Levée des restrictions : Les maquis de Yopougon font le plein, le coronavirus rôde...
A Yopougon, la commune la plus ‘‘chaude’’ de la capitale économique, la plupart des points de beuverie ont rouvert, au grand bonheur des ‘‘aficionados’’ qui les ont pris d’assaut. Les nuits de vendredi, samedi et dimanche ont donné lieu à de véritables retrouvailles dans les maquis, au son de décibels et de pas de danse endiablés.
De Bel Air à Niangon, en passant par Nouveau-quartier, Toits-Rouges, Camp militaire, Kouté et Sideci, les Yopougonlais ont ‘‘célébré’’ dans la ferveur la reprise des activités des maquis.
Le maquis ‘‘Chine populaire’’ de Yopougon-Koweit a fait le plein le samedi 16 mai. Bon nombre de clients ont dû prendre place sur des sièges de fortune dans la périphérie. Presque personne n’arbore un cache-nez, à part quelques serveuses. A l’intérieur, la proximité et la promiscuité favorisent le contact entre les clients. « Le show nous a trop manqué. On avait besoin de se défouler un peu. Il est vrai que la maladie est encore là, mais on doit apprendre à vivre avec et à évacuer la peur », rétorque Yves Roland, un client, à la question de savoir s’il ne craint pas de choper le coronavirus en ce lieu.
Pour le jeune étudiant, « le Covid-19 n’est pas plus dangereuse que le paludisme et la tuberculose. On peut l’éviter avec un minimum de précautions. Il ne sert à rien de mettre l’économie du pays en veilleuse à cause de ce virus ».

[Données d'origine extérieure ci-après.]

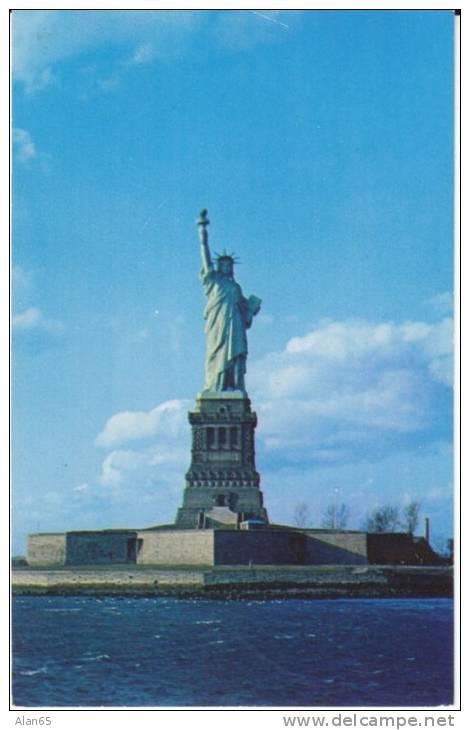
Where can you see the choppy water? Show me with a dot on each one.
(87, 652)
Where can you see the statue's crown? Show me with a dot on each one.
(224, 256)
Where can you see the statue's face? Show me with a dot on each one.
(226, 267)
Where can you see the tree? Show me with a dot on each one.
(335, 517)
(410, 517)
(301, 514)
(383, 519)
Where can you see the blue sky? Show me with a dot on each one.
(321, 143)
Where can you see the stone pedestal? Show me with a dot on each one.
(222, 484)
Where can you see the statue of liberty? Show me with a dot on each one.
(228, 315)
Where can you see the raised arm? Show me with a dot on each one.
(202, 223)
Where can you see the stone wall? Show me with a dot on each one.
(101, 547)
(336, 548)
(398, 548)
(46, 548)
(176, 547)
(260, 547)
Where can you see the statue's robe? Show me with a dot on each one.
(227, 316)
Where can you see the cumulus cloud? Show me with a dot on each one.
(23, 146)
(20, 278)
(351, 404)
(34, 333)
(33, 318)
(43, 39)
(346, 387)
(167, 419)
(442, 303)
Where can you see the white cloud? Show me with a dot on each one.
(351, 384)
(20, 278)
(442, 303)
(43, 39)
(346, 393)
(33, 319)
(167, 419)
(142, 468)
(23, 146)
(145, 53)
(245, 29)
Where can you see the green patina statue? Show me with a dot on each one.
(228, 315)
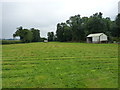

Quid du cache-nez et de la distanciation physique?
A Kouté, le maquis ‘‘Piscine Ivoire’’, en bordure de la nouvelle voie express, a lui aussi retrouvé son ambiance des grands jours durant le weekend. La soirée de samedi a vu affluer des centaines de jeunes dans ce repère de ‘‘disciples de Bacchus’’. Port de masque, distanciation physique, lavage des mains, etc., on n’en a cure en ce lieu. Quid du coronavirus? La piste de danse est bondée.
Le public reprend en chœur les répliques des tubes en vogue. « C’est incroyable, les gens n’ont même pas conscience que le virus se propage à travers les gouttelettes de salive émises lorsqu’on parle. Ils se permettent même de chanter dans la foule. Je me demande si le gouvernement a bien fait d’autoriser la réouverture des maquis », s’indigne une vendeuse de fruits de l’autre côté du boulevard.
Hélène Kouassi, une habitante du quartier, pense, pour sa part, que les dirigeants nationaux et les autorités sanitaires ont fait ce qu’il fallait pour maintenir la Côte d’Ivoire relativement à l’abri de la pandémie du Covid-19. Il revient désormais à la population de s’approprier les messages de sensibilisation et d'adopter les bonnes pratiques. « Si les gens ne changent pas profondément de mentalité, le gouvernement ne pourra rien faire et la maladie fera davantage de victimes », avertit-elle.
Le monde, il y en avait aussi au Nakino tout le weekend. Les férus de la musique tradi-moderne n’ont pas boudé le rendez-vous de la réouverture de ce maquis de référence des rythmes bété à Yopougon Sideci. Ici aussi, point de mesures barrières de lutte contre le coronavirus. Hormis quelques serveuses et plongeurs, personne ne porte de cache-nez. « Les clients eux-mêmes ne s’en préoccupent pas », relève un disc-jockey du bar.
Quant à savoir pourquoi il ne rappelle pas, entre deux sélections musicales, les mesures de protection à l’assemblée, notre interlocuteur dit n’y avoir pas pensé. « Je vais le faire désormais. Même si je doute que les gens vont accepter de porter des masques de protection pendant qu’ils boivent et de garder au moins un mètre de distance avec leur voisin », ajoute-t-il. Avant d’ironiser en ces termes: « Ici, il y a beaucoup de couples et d’amoureux et ils sont sous l’effet de l’alcool... Si on leur demande de ne pas être proches ici, ils le seront dès qu’ils sortiront du maquis ».